V2ReID: Vision-Outlooker-Based Vehicle Re-Identification
- PMID: 36433251
- PMCID: PMC9692519
- DOI: 10.3390/s22228651
V2ReID: Vision-Outlooker-Based Vehicle Re-Identification
Abstract
With the increase of large camera networks around us, it is becoming more difficult to manually identify vehicles. Computer vision enables us to automate this task. More specifically, vehicle re-identification (ReID) aims to identify cars in a camera network with non-overlapping views. Images captured of vehicles can undergo intense variations of appearance due to illumination, pose, or viewpoint. Furthermore, due to small inter-class similarities and large intra-class differences, feature learning is often enhanced with non-visual cues, such as the topology of camera networks and temporal information. These are, however, not always available or can be resource intensive for the model. Following the success of Transformer baselines in ReID, we propose for the first time an outlook-attention-based vehicle ReID framework using the Vision Outlooker as its backbone, which is able to encode finer-level features. We show that, without embedding any additional side information and using only the visual cues, we can achieve an 80.31% mAP and 97.13% R-1 on the VeRi-776 dataset.
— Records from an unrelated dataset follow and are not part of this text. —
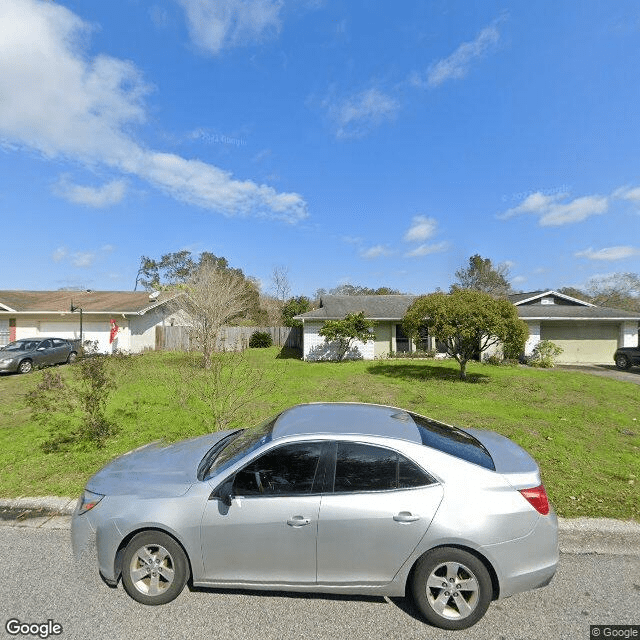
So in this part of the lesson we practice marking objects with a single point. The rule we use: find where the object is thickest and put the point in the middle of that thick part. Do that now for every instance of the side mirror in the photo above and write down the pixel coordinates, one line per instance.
(223, 492)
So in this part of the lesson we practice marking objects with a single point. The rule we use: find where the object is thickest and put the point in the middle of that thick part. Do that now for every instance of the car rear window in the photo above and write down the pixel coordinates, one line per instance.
(453, 441)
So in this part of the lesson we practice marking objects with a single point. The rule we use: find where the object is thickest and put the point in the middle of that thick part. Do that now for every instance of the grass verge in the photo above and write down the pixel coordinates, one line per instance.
(583, 430)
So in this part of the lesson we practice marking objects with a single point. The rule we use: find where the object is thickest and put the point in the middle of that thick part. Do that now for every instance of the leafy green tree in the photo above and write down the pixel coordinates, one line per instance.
(354, 326)
(481, 275)
(468, 322)
(293, 307)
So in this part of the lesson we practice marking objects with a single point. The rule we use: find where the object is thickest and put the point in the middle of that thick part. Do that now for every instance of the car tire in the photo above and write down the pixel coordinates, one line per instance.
(623, 362)
(452, 588)
(26, 366)
(154, 568)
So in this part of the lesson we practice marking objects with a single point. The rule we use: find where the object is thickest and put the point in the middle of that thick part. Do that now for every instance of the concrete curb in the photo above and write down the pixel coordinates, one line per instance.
(576, 535)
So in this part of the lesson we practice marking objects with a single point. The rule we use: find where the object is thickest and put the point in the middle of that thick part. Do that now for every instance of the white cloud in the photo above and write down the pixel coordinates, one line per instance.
(457, 64)
(553, 212)
(359, 114)
(427, 249)
(218, 24)
(83, 259)
(421, 229)
(59, 254)
(108, 194)
(609, 253)
(378, 251)
(61, 103)
(628, 193)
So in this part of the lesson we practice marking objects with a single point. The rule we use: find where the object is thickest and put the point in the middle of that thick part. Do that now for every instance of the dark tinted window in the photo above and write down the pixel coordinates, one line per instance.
(453, 441)
(361, 467)
(290, 469)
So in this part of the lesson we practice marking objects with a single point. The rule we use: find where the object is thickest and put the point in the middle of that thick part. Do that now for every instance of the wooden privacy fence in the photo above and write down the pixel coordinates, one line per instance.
(230, 338)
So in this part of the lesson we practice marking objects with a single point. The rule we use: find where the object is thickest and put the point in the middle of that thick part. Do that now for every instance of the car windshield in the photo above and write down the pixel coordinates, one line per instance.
(20, 345)
(239, 446)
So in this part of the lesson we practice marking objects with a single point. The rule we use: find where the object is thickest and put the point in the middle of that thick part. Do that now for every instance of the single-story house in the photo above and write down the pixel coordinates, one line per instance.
(28, 314)
(586, 333)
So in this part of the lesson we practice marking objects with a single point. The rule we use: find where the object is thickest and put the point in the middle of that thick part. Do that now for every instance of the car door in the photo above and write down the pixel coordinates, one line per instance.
(44, 353)
(60, 350)
(268, 533)
(381, 506)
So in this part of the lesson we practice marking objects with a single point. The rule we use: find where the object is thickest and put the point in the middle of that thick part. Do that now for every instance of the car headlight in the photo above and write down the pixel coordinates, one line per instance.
(88, 500)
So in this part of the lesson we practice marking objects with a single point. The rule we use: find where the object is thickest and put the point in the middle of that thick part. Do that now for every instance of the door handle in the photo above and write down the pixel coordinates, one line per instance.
(405, 516)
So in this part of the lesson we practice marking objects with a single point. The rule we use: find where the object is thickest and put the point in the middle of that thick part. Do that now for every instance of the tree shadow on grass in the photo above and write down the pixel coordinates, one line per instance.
(423, 371)
(289, 353)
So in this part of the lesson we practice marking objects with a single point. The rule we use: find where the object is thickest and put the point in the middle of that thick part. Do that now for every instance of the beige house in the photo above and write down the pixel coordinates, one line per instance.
(586, 333)
(29, 314)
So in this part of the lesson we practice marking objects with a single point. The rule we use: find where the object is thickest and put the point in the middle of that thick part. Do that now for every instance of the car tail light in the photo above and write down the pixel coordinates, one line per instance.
(537, 498)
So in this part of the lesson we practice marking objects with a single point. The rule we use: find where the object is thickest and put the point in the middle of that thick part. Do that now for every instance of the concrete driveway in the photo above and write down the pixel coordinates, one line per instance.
(606, 371)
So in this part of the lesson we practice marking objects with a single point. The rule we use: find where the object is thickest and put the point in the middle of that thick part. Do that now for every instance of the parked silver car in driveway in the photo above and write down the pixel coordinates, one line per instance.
(334, 498)
(24, 355)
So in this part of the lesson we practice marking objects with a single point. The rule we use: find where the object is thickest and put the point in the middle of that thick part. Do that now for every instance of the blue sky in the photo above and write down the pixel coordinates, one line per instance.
(371, 143)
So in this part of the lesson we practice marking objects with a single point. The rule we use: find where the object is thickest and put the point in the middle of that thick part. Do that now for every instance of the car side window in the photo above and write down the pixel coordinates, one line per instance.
(362, 467)
(287, 470)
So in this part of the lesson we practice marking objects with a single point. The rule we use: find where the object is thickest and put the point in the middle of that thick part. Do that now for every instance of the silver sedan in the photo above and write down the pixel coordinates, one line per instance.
(331, 498)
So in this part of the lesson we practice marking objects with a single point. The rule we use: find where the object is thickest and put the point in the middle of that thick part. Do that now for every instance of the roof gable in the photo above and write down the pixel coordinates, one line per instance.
(138, 302)
(548, 297)
(389, 307)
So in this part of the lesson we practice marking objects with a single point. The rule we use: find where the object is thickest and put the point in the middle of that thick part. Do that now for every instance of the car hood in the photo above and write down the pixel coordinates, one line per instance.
(156, 469)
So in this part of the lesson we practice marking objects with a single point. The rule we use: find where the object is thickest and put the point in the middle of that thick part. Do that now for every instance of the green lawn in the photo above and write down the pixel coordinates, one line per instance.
(583, 430)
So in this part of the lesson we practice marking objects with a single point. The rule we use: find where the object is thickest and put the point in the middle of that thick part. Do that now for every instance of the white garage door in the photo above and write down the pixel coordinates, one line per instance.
(4, 332)
(98, 331)
(582, 342)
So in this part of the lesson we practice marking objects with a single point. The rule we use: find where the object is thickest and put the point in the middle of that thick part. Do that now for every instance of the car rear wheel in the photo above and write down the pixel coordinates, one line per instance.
(155, 568)
(452, 588)
(623, 362)
(25, 366)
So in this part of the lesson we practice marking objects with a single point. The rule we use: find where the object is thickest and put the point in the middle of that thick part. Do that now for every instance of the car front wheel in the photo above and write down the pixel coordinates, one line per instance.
(452, 588)
(622, 362)
(26, 366)
(155, 568)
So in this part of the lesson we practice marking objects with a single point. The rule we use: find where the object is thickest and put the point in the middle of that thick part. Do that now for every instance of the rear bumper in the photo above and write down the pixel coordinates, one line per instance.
(529, 562)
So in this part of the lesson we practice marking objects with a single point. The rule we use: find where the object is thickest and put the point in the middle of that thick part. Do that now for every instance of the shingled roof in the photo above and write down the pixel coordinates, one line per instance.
(374, 307)
(135, 302)
(394, 308)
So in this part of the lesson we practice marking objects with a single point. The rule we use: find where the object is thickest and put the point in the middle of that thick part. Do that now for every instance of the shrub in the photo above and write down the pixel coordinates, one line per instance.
(260, 340)
(544, 354)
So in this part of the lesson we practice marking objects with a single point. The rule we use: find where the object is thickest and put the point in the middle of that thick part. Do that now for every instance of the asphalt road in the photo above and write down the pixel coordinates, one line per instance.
(39, 581)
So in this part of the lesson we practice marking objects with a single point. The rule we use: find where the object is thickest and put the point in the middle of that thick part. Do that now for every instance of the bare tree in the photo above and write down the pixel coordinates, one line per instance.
(618, 290)
(280, 283)
(482, 275)
(214, 297)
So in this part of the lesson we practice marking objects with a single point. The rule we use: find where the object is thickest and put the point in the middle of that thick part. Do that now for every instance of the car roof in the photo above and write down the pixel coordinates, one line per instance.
(346, 418)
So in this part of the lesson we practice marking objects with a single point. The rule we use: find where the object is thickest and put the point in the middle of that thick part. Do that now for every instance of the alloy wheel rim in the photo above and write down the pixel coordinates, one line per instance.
(152, 570)
(452, 590)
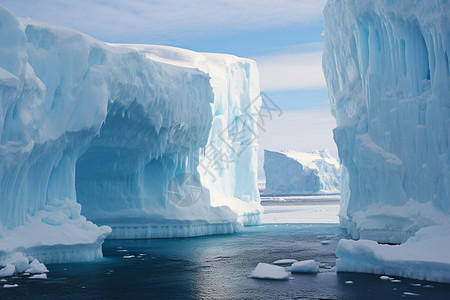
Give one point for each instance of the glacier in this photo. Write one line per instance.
(291, 172)
(387, 69)
(121, 141)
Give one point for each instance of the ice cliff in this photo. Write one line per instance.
(147, 141)
(292, 172)
(387, 70)
(388, 73)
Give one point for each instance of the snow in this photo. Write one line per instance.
(102, 140)
(291, 172)
(387, 70)
(268, 271)
(39, 276)
(19, 263)
(284, 261)
(423, 256)
(305, 266)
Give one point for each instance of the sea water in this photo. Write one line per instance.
(217, 267)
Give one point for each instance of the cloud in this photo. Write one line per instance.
(168, 19)
(301, 130)
(291, 71)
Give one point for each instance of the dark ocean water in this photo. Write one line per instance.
(216, 267)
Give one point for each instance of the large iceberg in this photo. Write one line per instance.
(150, 141)
(388, 73)
(387, 68)
(292, 172)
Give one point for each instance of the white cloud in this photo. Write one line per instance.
(301, 130)
(291, 71)
(167, 18)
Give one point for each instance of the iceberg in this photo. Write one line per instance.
(120, 141)
(292, 172)
(388, 73)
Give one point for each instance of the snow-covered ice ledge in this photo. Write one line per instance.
(115, 128)
(388, 73)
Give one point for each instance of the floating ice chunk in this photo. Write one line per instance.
(415, 284)
(36, 267)
(39, 276)
(423, 256)
(284, 261)
(305, 266)
(267, 271)
(8, 270)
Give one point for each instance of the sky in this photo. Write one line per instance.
(284, 37)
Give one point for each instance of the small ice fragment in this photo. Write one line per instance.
(267, 271)
(415, 284)
(39, 276)
(305, 266)
(20, 261)
(36, 267)
(284, 261)
(410, 294)
(8, 270)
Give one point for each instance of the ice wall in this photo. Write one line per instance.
(387, 69)
(105, 132)
(291, 172)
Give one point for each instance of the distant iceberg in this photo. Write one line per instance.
(291, 172)
(148, 141)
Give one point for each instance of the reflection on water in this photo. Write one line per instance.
(216, 267)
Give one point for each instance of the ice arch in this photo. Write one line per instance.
(98, 130)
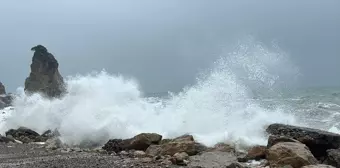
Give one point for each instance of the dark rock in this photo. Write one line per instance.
(185, 143)
(290, 153)
(114, 145)
(5, 100)
(180, 158)
(44, 77)
(139, 142)
(25, 135)
(235, 165)
(257, 153)
(318, 166)
(143, 141)
(2, 89)
(178, 145)
(274, 139)
(154, 150)
(51, 134)
(318, 141)
(223, 147)
(333, 157)
(6, 139)
(212, 159)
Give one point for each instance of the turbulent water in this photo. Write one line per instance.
(234, 101)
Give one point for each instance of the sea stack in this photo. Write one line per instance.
(2, 89)
(44, 77)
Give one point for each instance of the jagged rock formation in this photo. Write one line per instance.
(2, 89)
(5, 99)
(44, 77)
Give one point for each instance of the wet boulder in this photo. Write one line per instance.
(44, 77)
(333, 157)
(4, 139)
(290, 153)
(181, 144)
(25, 135)
(214, 159)
(139, 142)
(318, 166)
(2, 89)
(318, 141)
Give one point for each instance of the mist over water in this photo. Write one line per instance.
(224, 105)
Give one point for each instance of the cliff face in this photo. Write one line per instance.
(44, 77)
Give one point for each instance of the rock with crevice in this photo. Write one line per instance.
(2, 89)
(274, 139)
(333, 157)
(290, 153)
(139, 142)
(318, 166)
(25, 135)
(213, 159)
(318, 141)
(44, 77)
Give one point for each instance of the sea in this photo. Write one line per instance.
(233, 101)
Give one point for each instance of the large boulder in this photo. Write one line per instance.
(318, 141)
(213, 159)
(44, 77)
(333, 157)
(318, 166)
(139, 142)
(5, 100)
(25, 135)
(2, 89)
(290, 153)
(274, 139)
(181, 144)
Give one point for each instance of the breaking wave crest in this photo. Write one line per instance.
(223, 105)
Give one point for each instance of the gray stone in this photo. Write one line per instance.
(44, 77)
(318, 141)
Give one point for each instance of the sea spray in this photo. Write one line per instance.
(219, 107)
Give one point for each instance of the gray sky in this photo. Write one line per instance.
(164, 44)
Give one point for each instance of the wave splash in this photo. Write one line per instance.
(219, 107)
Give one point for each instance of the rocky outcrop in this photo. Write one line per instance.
(139, 142)
(181, 144)
(213, 159)
(274, 139)
(2, 89)
(333, 157)
(5, 99)
(44, 77)
(25, 135)
(318, 166)
(257, 153)
(290, 153)
(318, 141)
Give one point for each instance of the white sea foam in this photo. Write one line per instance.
(219, 107)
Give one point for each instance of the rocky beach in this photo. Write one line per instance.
(288, 146)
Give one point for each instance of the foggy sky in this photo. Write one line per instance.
(164, 44)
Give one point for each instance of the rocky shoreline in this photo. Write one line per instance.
(288, 146)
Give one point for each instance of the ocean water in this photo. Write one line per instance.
(243, 92)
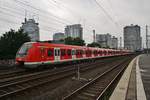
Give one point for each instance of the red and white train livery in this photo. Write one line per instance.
(33, 54)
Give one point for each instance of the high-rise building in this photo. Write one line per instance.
(32, 29)
(132, 37)
(58, 36)
(104, 40)
(74, 31)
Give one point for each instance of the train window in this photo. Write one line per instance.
(58, 52)
(63, 52)
(55, 52)
(24, 49)
(69, 52)
(50, 52)
(77, 52)
(73, 52)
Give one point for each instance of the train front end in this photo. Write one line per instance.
(22, 55)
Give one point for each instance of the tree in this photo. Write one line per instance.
(74, 41)
(94, 44)
(10, 42)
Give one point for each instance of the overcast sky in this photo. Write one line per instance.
(106, 16)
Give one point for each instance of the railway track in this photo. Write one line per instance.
(95, 89)
(25, 82)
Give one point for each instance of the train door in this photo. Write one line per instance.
(42, 54)
(57, 54)
(73, 54)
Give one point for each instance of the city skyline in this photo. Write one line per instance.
(58, 14)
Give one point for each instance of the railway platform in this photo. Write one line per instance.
(135, 82)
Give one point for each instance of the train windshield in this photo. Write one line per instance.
(24, 50)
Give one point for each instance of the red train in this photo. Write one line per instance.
(33, 54)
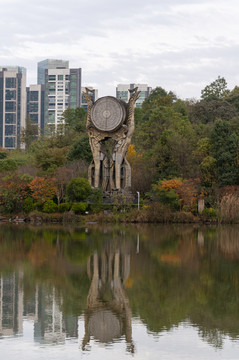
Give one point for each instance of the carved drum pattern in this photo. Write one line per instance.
(108, 113)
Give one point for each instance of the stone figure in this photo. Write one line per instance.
(110, 126)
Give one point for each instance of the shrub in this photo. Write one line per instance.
(63, 207)
(38, 206)
(28, 205)
(78, 189)
(229, 208)
(3, 154)
(7, 165)
(50, 207)
(79, 208)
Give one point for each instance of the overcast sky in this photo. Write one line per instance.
(180, 45)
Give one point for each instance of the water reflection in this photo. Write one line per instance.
(165, 277)
(108, 314)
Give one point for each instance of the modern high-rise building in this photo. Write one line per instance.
(62, 89)
(12, 105)
(94, 94)
(122, 92)
(35, 106)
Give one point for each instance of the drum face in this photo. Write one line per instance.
(108, 114)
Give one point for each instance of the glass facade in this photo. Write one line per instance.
(62, 89)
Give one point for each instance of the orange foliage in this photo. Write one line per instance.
(14, 185)
(171, 259)
(43, 189)
(171, 184)
(188, 193)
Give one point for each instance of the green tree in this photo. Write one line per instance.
(217, 90)
(225, 149)
(80, 149)
(75, 119)
(78, 189)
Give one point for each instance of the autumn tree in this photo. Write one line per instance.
(43, 189)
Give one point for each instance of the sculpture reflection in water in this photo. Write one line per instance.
(108, 314)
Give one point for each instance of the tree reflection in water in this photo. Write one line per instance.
(53, 275)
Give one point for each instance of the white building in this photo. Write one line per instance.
(62, 89)
(12, 105)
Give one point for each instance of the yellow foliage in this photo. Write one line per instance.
(129, 283)
(131, 152)
(171, 184)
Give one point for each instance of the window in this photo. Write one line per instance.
(10, 130)
(33, 107)
(10, 83)
(34, 118)
(10, 142)
(10, 106)
(33, 96)
(52, 86)
(10, 95)
(10, 118)
(73, 84)
(52, 78)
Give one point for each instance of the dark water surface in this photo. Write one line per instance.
(115, 292)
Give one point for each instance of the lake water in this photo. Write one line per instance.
(119, 292)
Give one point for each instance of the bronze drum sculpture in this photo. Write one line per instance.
(110, 126)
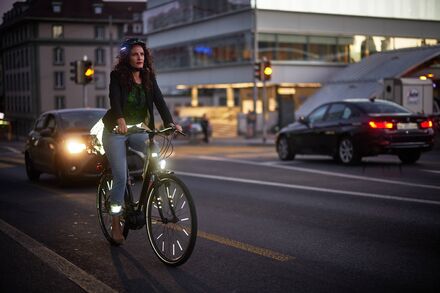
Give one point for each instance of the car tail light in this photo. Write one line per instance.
(381, 124)
(426, 124)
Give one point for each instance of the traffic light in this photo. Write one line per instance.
(267, 70)
(257, 70)
(88, 71)
(75, 70)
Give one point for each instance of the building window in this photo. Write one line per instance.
(137, 28)
(99, 32)
(58, 56)
(97, 8)
(99, 78)
(60, 102)
(59, 80)
(100, 102)
(57, 31)
(100, 56)
(56, 7)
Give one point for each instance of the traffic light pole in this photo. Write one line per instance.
(264, 124)
(84, 96)
(255, 92)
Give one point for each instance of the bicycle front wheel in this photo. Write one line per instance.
(171, 220)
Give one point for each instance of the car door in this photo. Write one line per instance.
(310, 137)
(47, 143)
(330, 128)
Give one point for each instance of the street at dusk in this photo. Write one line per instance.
(219, 146)
(306, 225)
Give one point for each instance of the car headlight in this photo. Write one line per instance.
(74, 146)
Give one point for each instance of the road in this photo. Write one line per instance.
(308, 225)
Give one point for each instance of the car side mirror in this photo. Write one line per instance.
(303, 120)
(46, 132)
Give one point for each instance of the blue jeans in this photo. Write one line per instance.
(115, 150)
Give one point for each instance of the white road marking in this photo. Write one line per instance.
(314, 171)
(305, 187)
(11, 149)
(80, 277)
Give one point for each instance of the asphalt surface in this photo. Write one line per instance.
(308, 225)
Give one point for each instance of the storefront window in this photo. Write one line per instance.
(291, 47)
(231, 49)
(322, 49)
(186, 11)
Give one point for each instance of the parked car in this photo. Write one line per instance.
(58, 145)
(351, 129)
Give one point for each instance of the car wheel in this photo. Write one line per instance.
(31, 172)
(63, 179)
(347, 152)
(284, 151)
(409, 156)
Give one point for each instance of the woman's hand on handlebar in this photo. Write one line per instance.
(178, 127)
(122, 126)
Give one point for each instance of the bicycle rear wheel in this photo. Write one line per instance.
(171, 220)
(103, 206)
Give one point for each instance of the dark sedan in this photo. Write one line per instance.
(351, 129)
(57, 144)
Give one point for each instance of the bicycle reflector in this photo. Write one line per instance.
(381, 124)
(426, 124)
(115, 208)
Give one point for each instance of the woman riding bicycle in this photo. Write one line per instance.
(133, 91)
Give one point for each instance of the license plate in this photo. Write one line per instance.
(407, 126)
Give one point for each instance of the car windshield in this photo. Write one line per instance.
(380, 107)
(80, 120)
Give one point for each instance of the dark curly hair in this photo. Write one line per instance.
(125, 70)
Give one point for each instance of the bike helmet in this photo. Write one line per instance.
(129, 43)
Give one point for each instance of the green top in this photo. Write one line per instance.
(135, 109)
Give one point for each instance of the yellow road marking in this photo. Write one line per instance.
(4, 165)
(246, 247)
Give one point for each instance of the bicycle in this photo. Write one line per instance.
(165, 204)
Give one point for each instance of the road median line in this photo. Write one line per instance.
(311, 188)
(246, 247)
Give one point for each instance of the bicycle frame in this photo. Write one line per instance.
(134, 212)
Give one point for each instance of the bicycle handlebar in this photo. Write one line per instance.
(166, 131)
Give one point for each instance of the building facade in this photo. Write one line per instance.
(40, 38)
(207, 49)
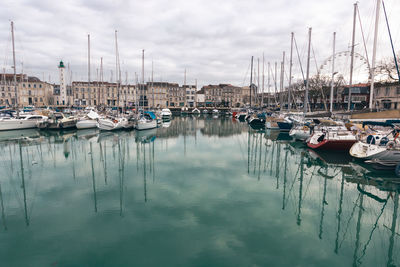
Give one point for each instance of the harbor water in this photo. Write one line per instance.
(198, 191)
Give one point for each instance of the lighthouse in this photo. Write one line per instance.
(63, 86)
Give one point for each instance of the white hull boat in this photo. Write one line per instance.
(144, 124)
(109, 124)
(86, 124)
(24, 122)
(301, 133)
(166, 114)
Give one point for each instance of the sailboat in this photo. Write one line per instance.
(148, 119)
(88, 121)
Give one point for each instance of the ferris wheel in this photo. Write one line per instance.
(361, 68)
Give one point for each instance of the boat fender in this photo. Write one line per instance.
(390, 144)
(370, 139)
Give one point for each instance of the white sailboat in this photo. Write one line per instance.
(148, 119)
(166, 114)
(109, 124)
(89, 121)
(21, 122)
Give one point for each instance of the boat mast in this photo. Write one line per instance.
(142, 78)
(126, 88)
(117, 69)
(371, 91)
(89, 92)
(290, 72)
(263, 79)
(101, 81)
(282, 79)
(333, 73)
(269, 84)
(391, 41)
(276, 83)
(251, 78)
(306, 104)
(258, 78)
(352, 57)
(14, 66)
(152, 81)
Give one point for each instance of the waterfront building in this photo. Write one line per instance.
(223, 95)
(359, 96)
(190, 95)
(62, 98)
(103, 94)
(175, 96)
(200, 98)
(31, 91)
(387, 95)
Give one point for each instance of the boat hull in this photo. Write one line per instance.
(335, 145)
(284, 126)
(108, 125)
(9, 125)
(86, 124)
(146, 125)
Besides documenting our research, this paper also aims to provide a comprehensive walkthrough of vehicle ReID. We aim to provide a starting point for individuals and organisations, as it is difficult to navigate through the myriad of complex research in this field.
Keywords: Vision Outlooker; explainable AI; secure AI; smart cities; vehicle re-identification.
Conflict of interest statement
The authors declare no conflict of interest.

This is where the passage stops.